Ahmad seems like a decent enough guy. Ali Mosaffa certainly plays him as such. In fact, everyone seems decent enough. That’s part of the problem. Everyone is trying so hard to be the best person they can that they’re afraid to be genuine with each other. The emotional manipulations, capitulations and frustrations mount into a catacomb of tunnels that can only be navigated by someone from the outside who also cares enough to see what lies in their depths. And even then, Ahmad’s interest only goes so far, and The Past eventually lets others pick up his slack and solve the mysteries that mean the world to them, but don’t necessarily matter to the ex-husband who left for a damn good reason.

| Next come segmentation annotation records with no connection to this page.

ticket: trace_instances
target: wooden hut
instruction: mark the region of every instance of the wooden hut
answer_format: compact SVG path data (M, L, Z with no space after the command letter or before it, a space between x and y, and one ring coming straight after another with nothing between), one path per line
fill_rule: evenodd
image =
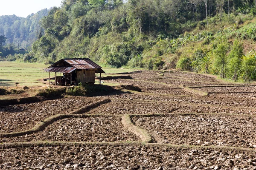
M77 85L79 82L94 84L95 73L105 73L102 67L87 58L61 59L46 68L49 72L49 84L51 72L55 73L55 82L57 85ZM60 74L60 76L57 76ZM61 74L62 75L61 75Z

That reason, of course, is Bérénice Bejo, who turns in a particularly marvelous performance as a woman so thoroughly encased in stress, self-imposed and otherwise, that she bursts out of it in a wild temper at the slightest provocation. We should despise her for it. Lord knows we’d understand if her children did. But Bejo’s outbursts never ascend into hammy territory, nor does she ever cross a thick painted line into cruelty. Marie has a character flaw that hurts others, hurts herself, and Asghar Farhadi’s rich screenplay offers more than enough explanation to keep her sympathetic despite all that. Certainly Bejo is an exceptional enough actress to bring those nuances to life.
There are moments of shock in The Past, not at violence per se but at what we’re willing to do to each other, and by what we’re afraid they will do in return. The film preaches honesty and tenderness by illustrating dramatically, intriguingly, frantically what results from the opposite. That it makes for a fascinating story doesn’t undermine its tragedy, and Asghar Farhadi is never obtrusive enough to let his unusual detective yarn get wrapped up in overwhelming or hypnotic cinematic style. The hand of the storyteller is only obvious in that a story is being told, and expertly enough to keep us from thinking about him at all. We’re focused on his creations: a cast of impeccable characters and a world made both complicated and intense by what they have chosen to do within it.